Alternativa B — ❌ Incorreta
A dobutamina é de fato uma mistura racêmica com ações em receptores alfa e beta. Em crianças, promove aumento da contratilidade e do débito cardíaco, o que está correto. O erro está em afirmar que tem "efeitos importantes na resistência vascular pulmonar". Na verdade, a dobutamina tem efeito variável e geralmente discreto na RVP; o fármaco com efeito mais relevante na redução da RVP é a milrinona (inodilatador), que é preferida em situações de hipertensão pulmonar ou disfunção de ventrículo direito.
Alternativa C — ❌ Incorreta
A epinefrina é produzida pela medula adrenal e tem efeitos potentes em alfa e beta, o que está correto. Em doses altas, o efeito predominante é alfa-adrenérgico (vasoconstrição), e não beta-1. O aumento da frequência cardíaca e da contratilidade em doses altas é mediado por beta-1, mas a elevação da pressão arterial sistólica nesse contexto se deve principalmente à vasoconstrição alfa-1. A alternativa mistura os efeitos de doses baixas e altas.
Alternativa D — ❌ Incorreta
O principal efeito tóxico da epinefrina com risco à vida é a indução de arritmias ventriculares (como fibrilação ventricular), não atriais.

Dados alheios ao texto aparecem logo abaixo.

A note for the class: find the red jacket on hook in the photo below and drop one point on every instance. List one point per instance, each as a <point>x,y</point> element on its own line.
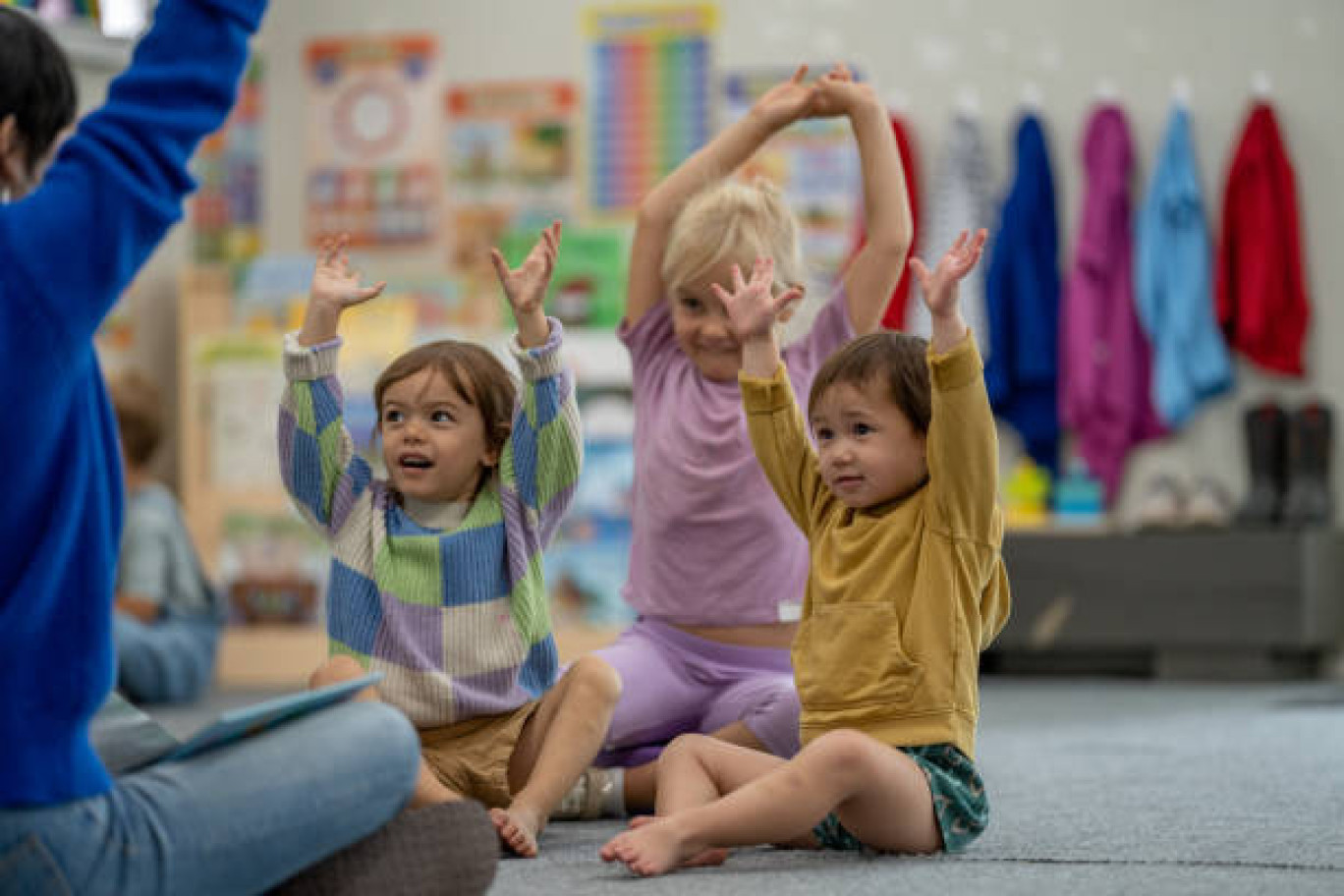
<point>1260,292</point>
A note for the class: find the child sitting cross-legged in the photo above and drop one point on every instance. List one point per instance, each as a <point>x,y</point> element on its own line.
<point>906,588</point>
<point>435,577</point>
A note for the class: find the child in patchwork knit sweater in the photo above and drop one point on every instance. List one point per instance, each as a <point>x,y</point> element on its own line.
<point>435,577</point>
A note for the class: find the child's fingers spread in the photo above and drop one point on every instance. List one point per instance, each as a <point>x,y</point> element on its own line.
<point>920,270</point>
<point>497,259</point>
<point>763,270</point>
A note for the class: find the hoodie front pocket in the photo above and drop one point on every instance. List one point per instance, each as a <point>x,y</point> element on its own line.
<point>850,654</point>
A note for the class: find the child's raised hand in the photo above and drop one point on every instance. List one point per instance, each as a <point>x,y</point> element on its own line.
<point>786,102</point>
<point>939,285</point>
<point>335,282</point>
<point>526,284</point>
<point>752,307</point>
<point>839,94</point>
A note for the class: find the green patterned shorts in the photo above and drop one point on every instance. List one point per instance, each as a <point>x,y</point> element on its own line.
<point>959,800</point>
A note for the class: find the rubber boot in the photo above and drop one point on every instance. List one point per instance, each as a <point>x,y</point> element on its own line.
<point>1266,450</point>
<point>1310,503</point>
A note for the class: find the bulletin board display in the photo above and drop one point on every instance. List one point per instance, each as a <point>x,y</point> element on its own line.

Além disso, a epinefrina aumenta as necessidades de oxigênio do miocárdio por seus efeitos inotrópico e cronotrópico (aumento da frequência cardíaca), não lusitrópico (relaxamento). O efeito lusitrópico, na verdade, tende a reduzir o consumo de oxigênio ao melhorar o relaxamento diastólico.
Alternativa E — ✅ Correta ⟵ GABARITO
A dobutamina é o inotrópico de primeira linha quando o objetivo é melhorar a contratilidade ventricular, especialmente no choque cardiogênico. Seu efeito beta-1-adrenérgico aumenta a contratilidade e o débito cardíaco, com menor efeito cronotrópico e arritmogênico que outras catecolaminas. A American Heart Association reafirma a dobutamina como inotrópico inicial de escolha no choque cardiogênico.
PEGA ESSA DICA!
Para diferenciar as catecolaminas, memorize o perfil de receptores: norepinefrina = alfa (vasoconstrição); epinefrina = alfa e beta (dose-dependente); dobutamina = beta-1 (inotrópico). Nas questões, desconfie de alternativas que invertem efeitos hemodinâmicos (como "reduz RVS" para norepinefrina) ou atribuem toxicidade atrial à epinefrina.